Conforme el niño crece, los padres deberán hacer más énfasis en el cumplimiento de sus deberes y derechos a través de un diálogo razonado, de explicar el por qué y cómo de las cosas que puede hacer según su voluntad individual, de las que no le son permitidas, o las que debe hacer tomando en cuenta compromisos y responsabilidades con otros. Piensa Lipman, que en la medida que desarrollemos una experiencia de autonomía afectiva, en el niño se realiza un proceso de aceptación y asociación por medio de valores que mucho más fácilmente pone en práctica. Eso demuestra la capacidad que tiene el niño para comprender razones y para organizar su conducta de acuerdo a principios de obediencia, respeto, justicia, paz, en los que él también se siente reconocido y legitimado.

Es decir, darle la oportunidad de actuar con relativa independencia es prepararlo para su libertad existencial. Una vez que llegue a una etapa de entendimiento se le debe dejar en libertad para tomar sus propias decisiones a fin de que las pueda confrontar con el resultado de las mismas. Este proceso de autonomía del niño, construido reflexivamente por medio del diálogo en un ambiente de seguridad familiar y de intercambio escolar, lo ayudará notablemente a ir superando etapas afectivas, cognitivas y sensibles, que debe asumir desde referentes valorativos que le permitan reforzar y aumentar su autoestima y esa conciencia de identidad que lo irá a caracterizar por el resto de su vida. Esto no quiere decir, en modo alguno, que el niños se convierte en un “objeto” que resulta de las relaciones sociales de las personas adultas, con la idea de que el niño fije “valores y roles” en los que debe proyectar e introyectar un mundo de convivencias donde el suyo quede disminuido o reducido. Eso suele suceder con mucha frecuencia y es obvio que el niño termine reproduciendo “otro mundo” que no es ni se corresponde al de su naturaleza de niños. Se trata, sugiere la práctica pedagogía de Lipman, que al niño se le reconozca como un sujeto que piensa, como una persona que está en formación que requiere ser socializado por medio de valores auténticos que le permitan crecer con una conciencia de lo que es y con quienes está o convive.
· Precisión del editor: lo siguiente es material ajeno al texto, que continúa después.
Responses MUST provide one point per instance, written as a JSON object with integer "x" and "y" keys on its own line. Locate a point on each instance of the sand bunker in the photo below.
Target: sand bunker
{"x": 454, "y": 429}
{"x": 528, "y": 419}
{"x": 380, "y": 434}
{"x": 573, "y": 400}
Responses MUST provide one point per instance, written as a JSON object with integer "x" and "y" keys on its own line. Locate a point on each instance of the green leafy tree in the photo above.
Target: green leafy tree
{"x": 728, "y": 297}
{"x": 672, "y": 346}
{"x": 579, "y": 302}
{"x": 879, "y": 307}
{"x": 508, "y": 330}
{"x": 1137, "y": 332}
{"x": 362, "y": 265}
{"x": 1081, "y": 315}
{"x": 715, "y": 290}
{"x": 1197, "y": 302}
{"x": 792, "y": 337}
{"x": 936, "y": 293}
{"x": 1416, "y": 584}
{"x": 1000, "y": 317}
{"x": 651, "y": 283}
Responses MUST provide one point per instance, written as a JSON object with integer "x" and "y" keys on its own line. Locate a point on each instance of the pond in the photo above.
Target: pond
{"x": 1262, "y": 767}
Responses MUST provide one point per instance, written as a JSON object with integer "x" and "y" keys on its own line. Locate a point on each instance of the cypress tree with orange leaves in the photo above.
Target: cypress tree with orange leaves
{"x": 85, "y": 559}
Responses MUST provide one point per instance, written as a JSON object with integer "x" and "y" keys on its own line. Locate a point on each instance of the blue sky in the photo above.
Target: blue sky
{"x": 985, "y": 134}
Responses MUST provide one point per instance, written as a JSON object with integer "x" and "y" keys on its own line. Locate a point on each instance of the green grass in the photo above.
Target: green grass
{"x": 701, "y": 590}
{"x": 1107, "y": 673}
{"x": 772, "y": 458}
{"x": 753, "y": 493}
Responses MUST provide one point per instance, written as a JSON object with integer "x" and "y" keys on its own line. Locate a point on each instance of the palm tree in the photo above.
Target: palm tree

Y que de esa experiencia de su conciencia de situación entre otros seres humanos, él pueda con el tiempo irse integrando y asociando, sin dejar de portar su visión del mundo y sus percepciones de los valores. Todo esto lo ayudará a un mejor desarrollo de sus capacidades de compresión y de sus procesos reflexivos, pudiendo de este modo manejar mejor su “mundo de vida”, es decir, sus ideas y su comportamiento.

Por otra parte, explica Echeverría que entre los 10 y 16 años es cuando la persona va consolidando una identidad propia. El adolescente necesita tomar decisiones durante esta etapa que van a ser determinantes para el resto de su vida. Es aquí cuando tendrá que definir su vocación u ocupación, sus ideas acerca de política y religión y trabajar hacia la consolidación de una filosofía de la vida. También es en esta etapa cuando tiene que definir sus roles sexuales y encontrar el tipo de personas con las que se quiere relacionar fuera del ámbito familiar. El acompañamiento de adultos que son para él significativos y no la imposición de valores e ideas, es lo que va a ayudar a lograr de manera exitosa las tareas de desarrollo propias de esta etapa de la vida. Así podrá ir gradualmente pasando de una identidad cerrada a una más autónoma, para finalmente alcanzar una identidad lograda.11

La influencia que cumple la familia y la escuela, tiene una importancia en el desarrollo y crecimiento del niño que se puede apreciar con toda facilidad en la forma de expresar y comunicar sus ideas y pensamiento, decisiones, valores y responsabilidades, etc. Especialmente, es en la transición del niño al adolescente donde comienzan los cambios cognoscitivos en su desarrollo como individuo con ideas y pensamientos propios e independientes. La familia debe ser capaz de entender y ver estos cambios para aplicar las estrategias apropiadas, para manejar de forma armónica y equilibrada el desarrollo que experimentan sus hijos en el camino hacia su propia identidad como hombre o mujer.